老爹守着这卖也卖不出去的棺材铺。
还事事不顺利,语文课代表小晶不愿意做我女朋友可能也就是因为我加是开棺材铺的,这棺材铺祸害了我多少少年好时光。
想到这里,我一脚狠狠的踢在一口棺材上,疼的我哇哇直叫,然而正在这时,被两根长板凳架着的棺材轰隆一声滚到了地上,我心想完了,被老妈知道了肯定又是一顿狂风暴雨。
“关小童,你又抽哪门子疯了。”然而不好的事情可万万不敢想,正如现在,正在喂我家两头大肥猪的老妈提着潲桶就朝我这个方向吼来。
昨晚还惊魂未定呢,吓得我丢下毛巾拔腿就跑。
回到屋子里反锁好了门,背靠在门后面大口喘气,刚才一幕好惊险,或许今天晚上的饭都没着落了,打死我也是不会出去的。
“呵呵……”就在我准备回到床上继续装死的时候,一阵小孩子的声音在屋子里又响了起来,我神经紧绷一下子从床上藤坐起来。
“谁?”我紧张的朝四周喊了一句,当然不能太过于大声,我可不想把我老妈一样的瘟神招来。
那小孩子的声音又咯咯咯咯咯的笑了起来,被老妈打晕头的我这才反应过来,“天杀的龟儿子,你给老子出来。”
说话间,我感觉到胳膊上一凉,那鬼小孩正和我一个动作,坐在床沿上,他时不时还摇晃这那两条纤细透明的青蛙腿,对我一阵咯咯咯咯咯的笑。
“我靠。”我吓得一个激灵,瞬间从他旁边弹跳开来。
“你昨晚去哪儿了,你知道不知道你害惨了我。”我蹲在床头的一个角落,抱着双膝吼道那小鬼,虽然以前我经常被老妈三天一顿凑,两天一耳光的,但不管怎么样,昨晚的事情全拜这小鬼所赐,我是咽不下这口气的。
小鬼自顾这玩弄着他的蝴蝶结,也不吭声,这样子看上去还有一些委屈成分在里面。
“喂?”我拿起昨晚放在床头的晾衣杆捅了他瘦小的身躯一下,那小鬼还是不为所动,继续打着蝴蝶结。

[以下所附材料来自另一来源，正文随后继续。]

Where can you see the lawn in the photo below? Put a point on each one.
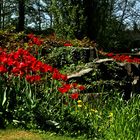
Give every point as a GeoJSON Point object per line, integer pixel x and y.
{"type": "Point", "coordinates": [15, 134]}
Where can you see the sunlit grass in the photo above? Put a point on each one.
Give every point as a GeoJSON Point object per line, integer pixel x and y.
{"type": "Point", "coordinates": [15, 134]}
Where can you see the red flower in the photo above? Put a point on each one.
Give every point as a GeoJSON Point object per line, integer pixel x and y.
{"type": "Point", "coordinates": [33, 78]}
{"type": "Point", "coordinates": [63, 77]}
{"type": "Point", "coordinates": [74, 85]}
{"type": "Point", "coordinates": [65, 88]}
{"type": "Point", "coordinates": [109, 54]}
{"type": "Point", "coordinates": [81, 87]}
{"type": "Point", "coordinates": [2, 69]}
{"type": "Point", "coordinates": [74, 96]}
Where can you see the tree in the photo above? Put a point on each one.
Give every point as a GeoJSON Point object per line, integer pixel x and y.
{"type": "Point", "coordinates": [21, 19]}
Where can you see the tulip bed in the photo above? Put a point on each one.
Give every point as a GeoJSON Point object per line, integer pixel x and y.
{"type": "Point", "coordinates": [36, 95]}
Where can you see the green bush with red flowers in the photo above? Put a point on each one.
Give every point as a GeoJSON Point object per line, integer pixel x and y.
{"type": "Point", "coordinates": [36, 95]}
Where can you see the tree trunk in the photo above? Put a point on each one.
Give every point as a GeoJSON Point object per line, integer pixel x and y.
{"type": "Point", "coordinates": [21, 15]}
{"type": "Point", "coordinates": [92, 18]}
{"type": "Point", "coordinates": [1, 12]}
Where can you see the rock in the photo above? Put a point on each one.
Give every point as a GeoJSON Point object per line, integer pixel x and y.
{"type": "Point", "coordinates": [80, 73]}
{"type": "Point", "coordinates": [106, 75]}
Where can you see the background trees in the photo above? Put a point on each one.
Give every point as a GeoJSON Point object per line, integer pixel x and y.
{"type": "Point", "coordinates": [101, 20]}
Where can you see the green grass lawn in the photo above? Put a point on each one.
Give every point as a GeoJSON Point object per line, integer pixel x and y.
{"type": "Point", "coordinates": [13, 134]}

借着屋外的光亮,这个小鬼就一个晚上的时间,身上的皮肤似乎有些正常,和普通婴儿没有太多的区别,也不晓得是不是昨晚月光的原因才导致他身上有些血红。
他那两个豆芽儿的手指也比昨晚多了些肉,虽然和正常婴儿有些许区别,但那一副委屈的样子让人看上去确实有些心疼,我虽然不老,但好歹还是比他大上那么十七**二十岁。
保护弱小群体的神经开始躁动,我慢慢挪到他身边去,伸出手指又捅了捅他的背部,光滑而细腻,“诶,你怎么了?”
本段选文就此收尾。